Mr. Bauer couldn't be reached to comment, and a spokesman for the Democratic caucus confirmed the meeting but said he didn't have any further information.
In Wisconsin, Republican lawmakers on Wednesday passed a resolution to fine the 14 Democrats who fled the state Feb. 17 to boycott Republican Gov. Scott Walker's bill to restrict public employees' collective-bargaining rights. Under the resolution, the missing Democrats will be fined $100 per day when the Senate is in session and they aren't there.
Mr. Walker says the restrictions on bargaining rights, and a provision in the bill requiring employees to contribute more out of their take-home pay toward pensions and health insurance, could be used to offset major cuts to school districts and local governments in the two-year budget he presented Tuesday.
The governor proposed cutting more than $1.25 billion from schools and local governments as part of a broad planned reduction in total spending of $4.2 billion, or 6.7%.
"What the governor has said to school districts is, you'll be able to manage these cuts if you are willing to take 10% of your employees' take-home pay away from them," by increasing salary deductions for pensions and health insurance, said Dan Rossmiller, director of government relations for the Wisconsin Association of School Boards.

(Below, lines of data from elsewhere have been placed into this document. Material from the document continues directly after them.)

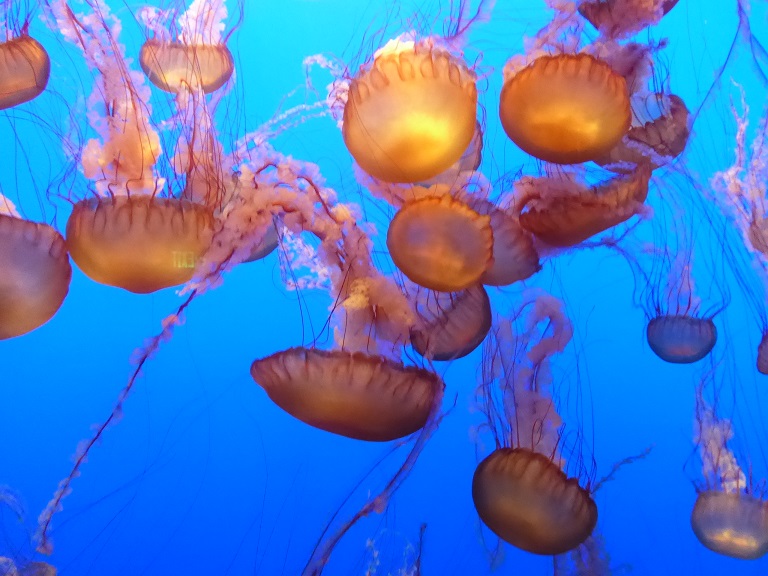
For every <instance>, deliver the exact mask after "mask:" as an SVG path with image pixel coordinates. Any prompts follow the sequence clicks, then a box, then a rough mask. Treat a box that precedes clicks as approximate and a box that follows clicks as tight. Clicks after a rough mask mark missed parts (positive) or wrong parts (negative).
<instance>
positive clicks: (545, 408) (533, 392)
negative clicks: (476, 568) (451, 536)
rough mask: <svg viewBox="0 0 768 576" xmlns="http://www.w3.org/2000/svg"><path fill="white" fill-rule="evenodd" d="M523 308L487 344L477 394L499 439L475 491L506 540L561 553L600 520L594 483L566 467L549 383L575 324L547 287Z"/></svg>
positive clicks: (559, 434)
mask: <svg viewBox="0 0 768 576" xmlns="http://www.w3.org/2000/svg"><path fill="white" fill-rule="evenodd" d="M526 309H528V316H527V318H526V319H525V322H524V323H523V322H522V320H520V316H521V315H522V313H523V311H525V310H526ZM517 316H518V318H517V320H519V322H515V323H514V324H513V321H512V320H511V319H503V320H502V321H501V322H500V323H499V324H498V326H497V327H496V330H495V332H494V335H493V338H492V339H489V341H488V344H486V346H485V348H484V360H483V376H482V383H481V385H480V387H479V391H478V394H479V397H480V405H481V407H482V410H483V413H484V414H485V415H486V417H487V418H488V425H489V427H490V429H491V431H492V432H493V434H494V437H495V441H496V446H497V447H496V449H495V450H494V451H493V452H491V454H490V455H488V456H487V457H486V458H485V459H484V460H483V461H482V462H481V463H480V464H479V465H478V466H477V469H476V470H475V474H474V478H473V481H472V498H473V500H474V503H475V508H476V509H477V513H478V515H479V516H480V519H481V520H482V521H483V523H484V524H485V525H486V526H487V527H488V528H490V530H491V531H493V532H494V533H495V534H496V535H497V536H499V537H500V538H501V539H502V540H504V541H506V542H508V543H510V544H512V545H514V546H516V547H518V548H521V549H523V550H526V551H528V552H532V553H534V554H542V555H554V554H562V553H565V552H567V551H568V550H571V549H573V548H575V547H577V546H578V545H579V544H581V543H582V542H584V541H585V540H586V539H587V538H588V537H589V535H590V534H591V533H592V531H593V529H594V528H595V525H596V523H597V506H596V505H595V503H594V501H593V500H592V497H591V495H590V492H589V489H588V488H582V487H581V486H580V485H579V481H578V479H577V478H569V477H568V475H567V474H566V473H565V471H564V465H565V462H564V461H563V459H562V456H561V449H562V445H561V435H560V434H561V431H560V428H561V420H560V417H559V416H558V414H557V412H556V406H555V401H554V399H553V397H552V396H551V392H550V390H549V386H550V382H549V377H550V376H549V370H550V357H551V356H552V355H554V354H557V353H558V352H561V351H562V350H563V349H564V348H565V346H566V345H567V344H568V342H569V341H570V339H571V335H572V327H571V323H570V321H569V320H568V318H567V317H566V316H565V314H564V312H563V310H562V305H561V303H560V302H559V301H558V300H557V299H555V298H553V297H551V296H549V295H546V294H541V295H538V296H536V295H534V294H528V295H527V296H524V303H523V305H522V306H521V309H520V312H519V313H518V314H517ZM541 325H543V328H541V331H539V326H541ZM518 328H520V329H521V330H522V332H520V333H519V334H515V333H514V332H513V330H517V329H518Z"/></svg>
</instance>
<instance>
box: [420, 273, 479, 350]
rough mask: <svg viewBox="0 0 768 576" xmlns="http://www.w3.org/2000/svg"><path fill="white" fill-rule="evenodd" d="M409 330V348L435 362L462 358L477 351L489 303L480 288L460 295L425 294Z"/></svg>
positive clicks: (429, 292)
mask: <svg viewBox="0 0 768 576" xmlns="http://www.w3.org/2000/svg"><path fill="white" fill-rule="evenodd" d="M417 311H418V313H419V323H418V324H417V325H416V326H415V327H414V328H413V329H412V330H411V344H412V345H413V349H414V350H416V352H418V353H419V354H421V355H422V356H424V357H428V358H431V359H433V360H438V361H446V360H455V359H457V358H463V357H464V356H466V355H467V354H469V353H470V352H472V351H473V350H474V349H475V348H477V347H478V346H479V345H480V344H481V343H482V342H483V340H484V339H485V337H486V336H487V335H488V332H489V330H490V329H491V302H490V300H489V299H488V293H487V292H486V291H485V289H484V288H483V287H482V286H481V285H477V286H473V287H471V288H468V289H466V290H464V291H462V292H457V293H446V292H432V291H427V295H426V302H424V305H423V306H421V307H419V309H418V310H417Z"/></svg>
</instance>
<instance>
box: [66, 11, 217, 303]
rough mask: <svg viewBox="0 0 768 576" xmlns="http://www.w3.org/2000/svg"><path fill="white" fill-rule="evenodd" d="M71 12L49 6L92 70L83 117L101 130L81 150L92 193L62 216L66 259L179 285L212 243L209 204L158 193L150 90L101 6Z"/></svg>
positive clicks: (194, 265)
mask: <svg viewBox="0 0 768 576" xmlns="http://www.w3.org/2000/svg"><path fill="white" fill-rule="evenodd" d="M86 6H87V7H88V8H89V9H90V12H89V13H86V14H83V15H80V16H78V15H76V14H75V13H74V12H73V10H72V9H71V8H70V6H69V5H68V4H66V3H64V2H55V3H53V4H52V6H51V12H52V15H53V17H54V18H55V22H56V24H57V25H58V27H59V28H60V30H61V31H62V33H63V34H64V36H65V37H66V38H67V39H68V40H70V41H71V42H73V43H75V44H76V45H77V46H78V47H79V48H80V49H81V50H82V52H83V55H84V56H85V58H86V61H87V62H88V65H89V67H90V68H92V69H93V70H94V71H95V72H96V86H95V88H94V92H93V94H92V96H91V100H90V102H91V105H92V106H94V107H95V106H96V105H97V103H101V104H102V105H103V106H104V108H105V109H106V115H105V116H104V117H102V116H100V115H99V114H97V113H96V112H95V111H94V112H92V113H91V114H90V116H89V121H90V122H91V124H92V126H93V127H94V128H95V129H96V130H97V132H98V133H99V135H100V136H101V141H99V140H97V139H91V140H89V141H88V143H87V144H86V146H85V149H84V150H83V151H82V169H83V173H84V175H85V176H86V177H87V178H88V179H90V180H92V181H93V183H94V186H95V191H96V195H95V196H93V197H91V198H86V199H85V200H81V201H80V202H78V203H76V204H75V206H74V208H73V210H72V214H71V215H70V218H69V221H68V222H67V247H68V248H69V251H70V254H71V255H72V259H73V260H74V261H75V263H77V265H78V267H80V268H81V269H82V270H83V271H84V272H85V273H86V275H88V276H89V277H90V278H92V279H93V280H95V281H97V282H100V283H103V284H107V285H111V286H118V287H121V288H124V289H126V290H129V291H132V292H138V293H146V292H154V291H156V290H159V289H161V288H165V287H168V286H174V285H177V284H181V283H183V282H185V281H187V280H189V279H190V278H191V277H192V273H193V271H194V269H195V265H196V262H197V260H198V259H199V258H200V256H201V254H202V253H203V251H204V250H205V249H206V247H207V246H208V244H209V243H210V239H211V235H212V233H213V220H212V215H211V213H210V210H209V209H208V208H206V207H204V206H200V205H197V204H194V203H191V202H187V201H183V200H178V199H176V198H173V197H162V196H159V194H160V193H161V192H162V191H163V187H164V185H165V182H164V180H163V179H162V178H160V177H159V176H157V175H156V174H155V172H154V171H153V166H154V165H155V162H156V160H157V159H158V157H159V156H160V153H161V150H160V147H159V138H158V136H157V133H156V131H155V130H154V129H153V127H152V125H151V122H150V114H151V108H150V105H149V103H148V99H149V89H148V88H147V87H145V86H144V85H143V78H142V76H141V75H140V74H138V73H136V72H133V71H131V70H129V69H128V68H127V66H126V61H125V59H124V56H123V47H122V46H121V45H120V44H119V37H118V35H117V34H118V32H119V30H120V25H119V23H118V21H117V20H116V18H115V16H113V15H111V14H110V12H109V9H108V8H107V6H106V5H104V4H103V3H101V2H99V1H93V2H89V3H87V4H86Z"/></svg>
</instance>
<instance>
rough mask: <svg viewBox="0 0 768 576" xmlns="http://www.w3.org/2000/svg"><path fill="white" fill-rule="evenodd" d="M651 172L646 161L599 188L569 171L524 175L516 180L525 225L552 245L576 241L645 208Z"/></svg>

The group is officially neutral on the plan to curtail bargaining rights but is "slightly supportive" of ordering teachers to make financial concessions, in light of the major cuts the governor proposed Tuesday, he said.
The governor's proposed budget recommends cutting by 5.5% the amount of revenue per student a district is allowed to collect, mainly from state aid and property taxes. That measure would prevent schools from raising property taxes to offset the lost state assistance.
The Milwaukee school district stands to lose about $47 million if that provision passes, while Madison schools would lose about $16 million, estimates Andrew Reschovsky, a University of Wisconsin-Madison professor of public affairs and applied economics.
"This is a dramatic break with the past," Mr. Reschovsky said of the proposed cuts.